Enterprise software suffers from its own problems but not all enterprise software looks and feels like SAP.

Manually entering them is only the "shortcut" (at least nowadays).

After logging in the user should see a User menu (tree form) filled with entries depending on his given role. If there are no entries then it's the administrator's/consutlant's/integrator's fault and not SAP's fault. Additionally you can add transaction to your Favorites by simply rightclicking the "Favorites" menu entry and clicking on Insert Transaction. You can even sort and rename your favorites.

It is likely that SAP will bring Concur in as a SuccessFactors module, which means it will get integrated to the rest of the suite over their HANA Cloud Platform. In the long term, this is likely to result in much better integration to their cloud based systems than they would have had in their legacy/on-premises systems. It is also likely that it will take significant time for them to fully integrate it with their existing solutions, and to be able to sell it. Ultimately, this acquisition will bolster short-term cloud revenues, and help give its existing enterprise clients a reason to move toward HANA.
I'm using it at work on a daily basis almost. Their expense + flight / hotel booking system is surprisingly OK relative to enterprise software, they also have a mobile app which is pretty great.

It's quite a complex topic, lot's of corporate policies to enforce, and basically they had to develop all the tech facade that Kayak, Expedia etc have (flight and hotel booking) as well as a lot of financial logic for expenses.

There is a lot of money in enterprise software... I wish more YC startups would tackle that area...

So I wonder why Concur Government edition is so awful. I mean really, really, unusable.
Agreed. My agency just switched over, and it is 100% awful.
Sounds like it will fit in fine with SAP.
I'm a ux designer at Concur, have not been there very long but there is an extensive/exhaustive re-design in the works which HN readers will appreciate.

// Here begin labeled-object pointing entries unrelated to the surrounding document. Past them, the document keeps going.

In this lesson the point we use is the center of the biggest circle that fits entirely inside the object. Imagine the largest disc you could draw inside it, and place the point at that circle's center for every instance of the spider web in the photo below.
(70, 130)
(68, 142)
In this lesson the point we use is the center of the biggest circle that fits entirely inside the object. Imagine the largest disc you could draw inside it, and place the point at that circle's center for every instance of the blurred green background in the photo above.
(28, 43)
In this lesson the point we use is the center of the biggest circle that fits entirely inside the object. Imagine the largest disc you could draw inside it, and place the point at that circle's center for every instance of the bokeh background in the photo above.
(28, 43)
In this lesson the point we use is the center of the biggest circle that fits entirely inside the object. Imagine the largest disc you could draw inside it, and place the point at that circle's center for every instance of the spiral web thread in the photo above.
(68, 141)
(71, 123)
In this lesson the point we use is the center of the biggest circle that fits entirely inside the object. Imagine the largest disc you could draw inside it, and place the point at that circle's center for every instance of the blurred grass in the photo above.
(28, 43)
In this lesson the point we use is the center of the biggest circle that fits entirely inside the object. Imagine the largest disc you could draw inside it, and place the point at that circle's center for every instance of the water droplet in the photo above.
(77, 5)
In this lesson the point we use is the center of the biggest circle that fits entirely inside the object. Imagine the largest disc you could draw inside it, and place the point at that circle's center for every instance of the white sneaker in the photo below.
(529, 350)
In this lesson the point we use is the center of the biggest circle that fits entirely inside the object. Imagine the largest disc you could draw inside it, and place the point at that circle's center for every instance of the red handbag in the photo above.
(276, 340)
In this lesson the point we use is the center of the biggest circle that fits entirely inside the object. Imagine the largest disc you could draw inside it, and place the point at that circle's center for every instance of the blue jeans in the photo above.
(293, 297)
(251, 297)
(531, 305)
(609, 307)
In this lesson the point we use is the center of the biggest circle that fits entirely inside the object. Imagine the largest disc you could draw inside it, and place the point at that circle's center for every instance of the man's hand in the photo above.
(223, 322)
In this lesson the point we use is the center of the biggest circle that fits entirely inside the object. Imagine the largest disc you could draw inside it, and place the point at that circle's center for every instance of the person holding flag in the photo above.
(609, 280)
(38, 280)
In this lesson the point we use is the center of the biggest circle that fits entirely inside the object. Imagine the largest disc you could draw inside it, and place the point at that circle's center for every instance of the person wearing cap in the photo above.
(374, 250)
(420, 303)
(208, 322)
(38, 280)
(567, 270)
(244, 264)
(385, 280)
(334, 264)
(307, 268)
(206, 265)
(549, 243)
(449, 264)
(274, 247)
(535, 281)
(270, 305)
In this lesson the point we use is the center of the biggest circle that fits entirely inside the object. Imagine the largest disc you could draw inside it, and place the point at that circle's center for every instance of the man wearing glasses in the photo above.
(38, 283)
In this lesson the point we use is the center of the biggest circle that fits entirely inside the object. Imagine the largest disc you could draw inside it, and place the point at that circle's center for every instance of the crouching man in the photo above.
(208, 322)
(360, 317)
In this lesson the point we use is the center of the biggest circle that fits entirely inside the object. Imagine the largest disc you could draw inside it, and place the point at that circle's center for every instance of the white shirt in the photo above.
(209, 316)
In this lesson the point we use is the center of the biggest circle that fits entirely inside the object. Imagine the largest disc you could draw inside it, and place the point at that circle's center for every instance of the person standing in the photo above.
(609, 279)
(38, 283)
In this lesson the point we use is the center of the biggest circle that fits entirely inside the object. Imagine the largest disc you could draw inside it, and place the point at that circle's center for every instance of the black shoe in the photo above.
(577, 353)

Just have a little more patience...
> There is a lot of money in enterprise software... I wish more YC startups would tackle that area.

Enterprise Software requires more much investment in Sales/Marketing so these companies often they invest a lot less in engineering.

YC companies historically tend to be more engineering-focused. Many are now going up market so you start to see more YC job posts for marketing and sales positions now so this is probably changing.

>There is a lot of money in enterprise software... I wish more YC startups would tackle that area...

Unfortunately in enterprise-land, it's a tough sell for startups. No one in middle management wants to be that person who doesn't stick to the Status Quo when it comes to software purchasing or choosing which technologies to implement. "No one ever got fired for buying IBM" is the old saying I believe.

Everyone here is complaining about Concur and how horrible it is... but it's all relative. If you think Concur is horrible, you should have seen the process before with in-house solutions which were both digital and analog.

It might not be perfect, but dayum is it better than where things used to be.

I worked at a large consultancy (who creates custom expense systems amongst other things) and their internal system was beyond awful, so I understand that other alternatives are pretty bad.

That said, my (small) company uses Excel, and the experience is much better than Concur.

Perhaps it's a case of a large customer base on a high margin business being more important than a good product.